Dans la logique du néo-libéralisme, Haïti devrait exploiter les domaines où elle peut tirer des avantages. Dans cet ordre d'idées, les options qui s'offrent à Haïti sont l'agriculture, le tourisme, et la sous-traitance. Compte tenu de la nature des sols cultivés en Haïti, des gains de productivité devraient être réalisés en agriculture, pour permettre une amélioration du niveau de vie des travailleurs agricoles. Ces gains passent forcément par un allègement du nombre de travailleurs dans ce secteur. Quels secteurs vont absorber ce surplus d'ouvriers que l'agriculture n'aurait plus besoin? Le secteur touristique représente l'un des filons d'avenir pour Haïti, mais ce secteur a besoin d' investissements importants que le capitalisme national rechigne à engager. Quant à la sous-traitance, ce secteur présente un cas unique dans le monde: le salaire minimum payé dans la sous-traitance, ne suffit presque pas à couvrir les frais de transport et de nourriture des ouvriers. C'est là un paradoxe de l'environnement économique d'Haïti. L'autre paradoxe c'est l'absence de marchés pour les produits nationaux, à l'intérieur même d'Haïti. A cause de l'assistance externe, les produits nationaux sont en compétition directe avec un produit étranger introduit dans le pays sous forme de dons, et même sans elle, la production locale est délaissée pour tout produit étranger venu de l'extérieur.

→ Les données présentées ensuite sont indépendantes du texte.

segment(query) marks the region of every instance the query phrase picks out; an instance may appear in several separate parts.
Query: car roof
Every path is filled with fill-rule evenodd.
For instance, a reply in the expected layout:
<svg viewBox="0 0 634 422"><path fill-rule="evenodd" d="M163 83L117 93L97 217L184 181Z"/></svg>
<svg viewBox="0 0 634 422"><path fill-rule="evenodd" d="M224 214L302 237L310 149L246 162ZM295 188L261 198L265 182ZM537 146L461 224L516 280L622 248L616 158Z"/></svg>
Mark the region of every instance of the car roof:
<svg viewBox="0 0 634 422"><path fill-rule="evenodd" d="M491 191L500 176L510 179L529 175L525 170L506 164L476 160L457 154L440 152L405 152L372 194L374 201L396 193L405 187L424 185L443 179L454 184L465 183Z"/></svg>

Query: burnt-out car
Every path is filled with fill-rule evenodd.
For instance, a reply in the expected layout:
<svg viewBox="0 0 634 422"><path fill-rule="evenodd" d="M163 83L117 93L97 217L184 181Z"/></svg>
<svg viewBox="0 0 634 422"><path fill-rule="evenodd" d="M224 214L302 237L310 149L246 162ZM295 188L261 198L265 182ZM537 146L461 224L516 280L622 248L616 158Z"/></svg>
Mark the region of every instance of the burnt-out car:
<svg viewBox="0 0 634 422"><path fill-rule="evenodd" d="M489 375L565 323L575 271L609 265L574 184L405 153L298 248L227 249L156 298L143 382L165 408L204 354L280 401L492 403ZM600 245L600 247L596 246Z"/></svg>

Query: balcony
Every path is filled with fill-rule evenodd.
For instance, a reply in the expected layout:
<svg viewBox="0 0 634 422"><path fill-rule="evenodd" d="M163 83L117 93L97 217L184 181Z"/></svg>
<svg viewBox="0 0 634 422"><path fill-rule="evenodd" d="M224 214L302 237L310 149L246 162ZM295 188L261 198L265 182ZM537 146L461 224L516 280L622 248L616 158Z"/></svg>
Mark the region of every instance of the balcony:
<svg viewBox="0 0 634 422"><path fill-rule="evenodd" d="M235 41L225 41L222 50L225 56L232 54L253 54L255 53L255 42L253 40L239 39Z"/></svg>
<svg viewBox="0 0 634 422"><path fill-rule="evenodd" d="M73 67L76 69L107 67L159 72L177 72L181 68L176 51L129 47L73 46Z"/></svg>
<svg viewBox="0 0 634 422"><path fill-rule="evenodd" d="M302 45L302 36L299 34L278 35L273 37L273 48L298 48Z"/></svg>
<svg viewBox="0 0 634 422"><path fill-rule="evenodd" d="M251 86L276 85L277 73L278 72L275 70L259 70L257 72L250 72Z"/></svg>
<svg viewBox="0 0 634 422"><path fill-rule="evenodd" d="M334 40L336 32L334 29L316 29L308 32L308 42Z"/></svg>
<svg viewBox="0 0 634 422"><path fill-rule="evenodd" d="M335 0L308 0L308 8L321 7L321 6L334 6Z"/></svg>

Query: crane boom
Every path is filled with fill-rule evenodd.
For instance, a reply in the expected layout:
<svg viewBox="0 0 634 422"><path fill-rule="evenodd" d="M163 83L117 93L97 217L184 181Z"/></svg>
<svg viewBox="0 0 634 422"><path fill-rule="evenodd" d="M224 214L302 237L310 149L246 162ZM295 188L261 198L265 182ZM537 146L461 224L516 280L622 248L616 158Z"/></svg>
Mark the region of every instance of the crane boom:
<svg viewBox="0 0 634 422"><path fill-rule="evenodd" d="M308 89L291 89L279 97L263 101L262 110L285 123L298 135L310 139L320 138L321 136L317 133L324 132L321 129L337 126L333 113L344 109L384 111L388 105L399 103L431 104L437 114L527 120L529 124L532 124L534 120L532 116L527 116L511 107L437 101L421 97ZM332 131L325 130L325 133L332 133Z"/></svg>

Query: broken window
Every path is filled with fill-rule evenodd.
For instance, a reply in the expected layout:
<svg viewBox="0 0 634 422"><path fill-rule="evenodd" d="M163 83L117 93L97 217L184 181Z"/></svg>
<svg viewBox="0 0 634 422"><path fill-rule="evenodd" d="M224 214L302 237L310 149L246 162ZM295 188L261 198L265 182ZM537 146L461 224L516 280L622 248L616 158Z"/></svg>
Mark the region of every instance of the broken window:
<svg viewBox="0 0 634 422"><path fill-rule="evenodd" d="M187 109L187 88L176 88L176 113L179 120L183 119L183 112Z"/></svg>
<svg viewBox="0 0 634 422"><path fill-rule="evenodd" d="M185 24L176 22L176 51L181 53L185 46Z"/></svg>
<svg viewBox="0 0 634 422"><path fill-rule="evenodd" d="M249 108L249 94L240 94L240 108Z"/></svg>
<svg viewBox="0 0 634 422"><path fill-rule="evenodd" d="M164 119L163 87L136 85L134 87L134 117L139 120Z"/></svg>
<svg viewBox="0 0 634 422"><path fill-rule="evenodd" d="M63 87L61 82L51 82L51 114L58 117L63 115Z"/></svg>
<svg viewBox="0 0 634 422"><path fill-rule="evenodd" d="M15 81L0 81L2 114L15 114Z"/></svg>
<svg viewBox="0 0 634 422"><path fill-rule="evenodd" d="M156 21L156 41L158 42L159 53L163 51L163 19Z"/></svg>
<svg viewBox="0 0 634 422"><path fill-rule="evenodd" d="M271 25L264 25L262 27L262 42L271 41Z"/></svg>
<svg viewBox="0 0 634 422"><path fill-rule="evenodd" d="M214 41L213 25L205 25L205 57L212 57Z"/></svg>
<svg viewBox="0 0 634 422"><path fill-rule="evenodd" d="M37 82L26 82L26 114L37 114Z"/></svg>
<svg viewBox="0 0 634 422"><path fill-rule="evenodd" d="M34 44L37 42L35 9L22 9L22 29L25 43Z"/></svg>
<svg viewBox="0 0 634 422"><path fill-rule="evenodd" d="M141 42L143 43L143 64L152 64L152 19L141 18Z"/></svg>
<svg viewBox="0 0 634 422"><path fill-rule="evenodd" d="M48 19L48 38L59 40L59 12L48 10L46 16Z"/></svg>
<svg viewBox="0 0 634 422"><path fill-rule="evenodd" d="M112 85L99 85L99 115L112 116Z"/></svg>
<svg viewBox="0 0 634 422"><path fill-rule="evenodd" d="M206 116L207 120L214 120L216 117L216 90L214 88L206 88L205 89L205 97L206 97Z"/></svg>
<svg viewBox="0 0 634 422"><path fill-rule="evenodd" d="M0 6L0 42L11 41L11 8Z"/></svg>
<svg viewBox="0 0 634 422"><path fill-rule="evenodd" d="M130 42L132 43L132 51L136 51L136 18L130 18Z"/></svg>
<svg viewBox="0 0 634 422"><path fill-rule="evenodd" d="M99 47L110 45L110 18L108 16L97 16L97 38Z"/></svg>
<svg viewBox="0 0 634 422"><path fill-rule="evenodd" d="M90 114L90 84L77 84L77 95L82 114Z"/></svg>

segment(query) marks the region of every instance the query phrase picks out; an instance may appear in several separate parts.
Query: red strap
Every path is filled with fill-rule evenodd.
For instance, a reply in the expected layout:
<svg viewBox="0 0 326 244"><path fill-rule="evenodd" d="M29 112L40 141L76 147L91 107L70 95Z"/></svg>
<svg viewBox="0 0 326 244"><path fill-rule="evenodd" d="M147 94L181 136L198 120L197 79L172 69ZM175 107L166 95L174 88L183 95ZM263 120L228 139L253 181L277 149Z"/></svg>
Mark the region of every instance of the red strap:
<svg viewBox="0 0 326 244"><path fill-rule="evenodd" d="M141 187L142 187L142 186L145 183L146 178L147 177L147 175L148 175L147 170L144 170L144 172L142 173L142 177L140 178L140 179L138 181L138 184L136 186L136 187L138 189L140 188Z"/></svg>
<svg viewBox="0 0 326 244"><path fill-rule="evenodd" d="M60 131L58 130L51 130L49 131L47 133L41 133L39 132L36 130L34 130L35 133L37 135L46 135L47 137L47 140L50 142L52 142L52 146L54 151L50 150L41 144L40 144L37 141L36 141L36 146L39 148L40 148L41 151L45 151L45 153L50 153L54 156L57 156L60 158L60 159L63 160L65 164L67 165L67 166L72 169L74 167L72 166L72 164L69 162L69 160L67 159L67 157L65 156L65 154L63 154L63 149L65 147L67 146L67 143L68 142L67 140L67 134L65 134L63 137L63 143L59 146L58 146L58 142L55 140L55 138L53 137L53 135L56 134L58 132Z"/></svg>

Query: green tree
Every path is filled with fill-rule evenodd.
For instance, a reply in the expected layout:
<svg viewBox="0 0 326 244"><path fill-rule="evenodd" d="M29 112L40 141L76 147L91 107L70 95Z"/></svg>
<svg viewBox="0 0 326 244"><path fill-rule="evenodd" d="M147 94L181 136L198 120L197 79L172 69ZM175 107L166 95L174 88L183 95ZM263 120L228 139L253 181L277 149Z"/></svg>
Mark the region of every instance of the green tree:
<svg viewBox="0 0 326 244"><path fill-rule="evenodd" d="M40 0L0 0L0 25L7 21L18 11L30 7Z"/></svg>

Tel est le panorama économique d'Haïti. Est-ce qu'on peut être optimiste? Oui, pour la première fois dans l'histoire nationale, les problèmes peuvent être perçus en terme d'intérêt national. Il est possible d'amorcer un démarrage économique à partir d'un marché national qui, SEUL, peut tenir compte, à la fois, des intérêts des producteurs nationaux, des travailleurs nationaux et des besoins de la population. Compte tenu de toutes ces données, la création d'un marché national pour le produit haïtien donne l'opportunité à des classes sociales aux intérêts contradictoires de se rencontrer en un point où leurs intérêts convergent.

What do you think of the IOCP ? Can Creole work together? Can we envisage a United Nations of Creole one day ? 

Tous les peuples créoles ont été façonnés par une même histoire faite d'inhumanités. Certains ont souffert davantage que d'autres. Mais tous portent à un degré ou à un autre les traces de la barbarie coloniale. Se revendiquer comme créoles, se parler, se remémorer un passé commun, sont des choses utiles pour nous libérer de nos cauchemars afin de revendiquer la gaîté, la fête, la couleur comme un mode de vie.

C'est une obligation pour les peuples créoles de travailler en commun. L'histoire a fait d'eux ce qu'ils sont. Ils ne l'ont pas choisi, mais ils peuvent modifier le cours de l'histoire à partir de leurs actions et de leurs utopies. En disant cela, je pense à deux choses: la place de l'Ewe dans le créole haïtien et dans le créole Seychellois, ensuite, le texte de Franswa St-Omer, qui prône le pan-créolisme dans la création des néologismes. Haïti est à des milliers de kilomètres des Seychelles et pourtant la ressemblance dans la structure des deux langues est si frappante que l'on croirait qu'elles sont deux variétés d'une même langue. Quant au pan- créolisme je l'interprète comme une invitation à construire l'avenir des langues, du moins sur le plan lexical, sur une base commune.

Toutes les utopies sont possibles, l'homme se définit dans l'action. On travaillera d'abord à mettre les institutions à notre portée en place. Une fois cette étape franchie, on se trouvera d'autres frontières à franchir.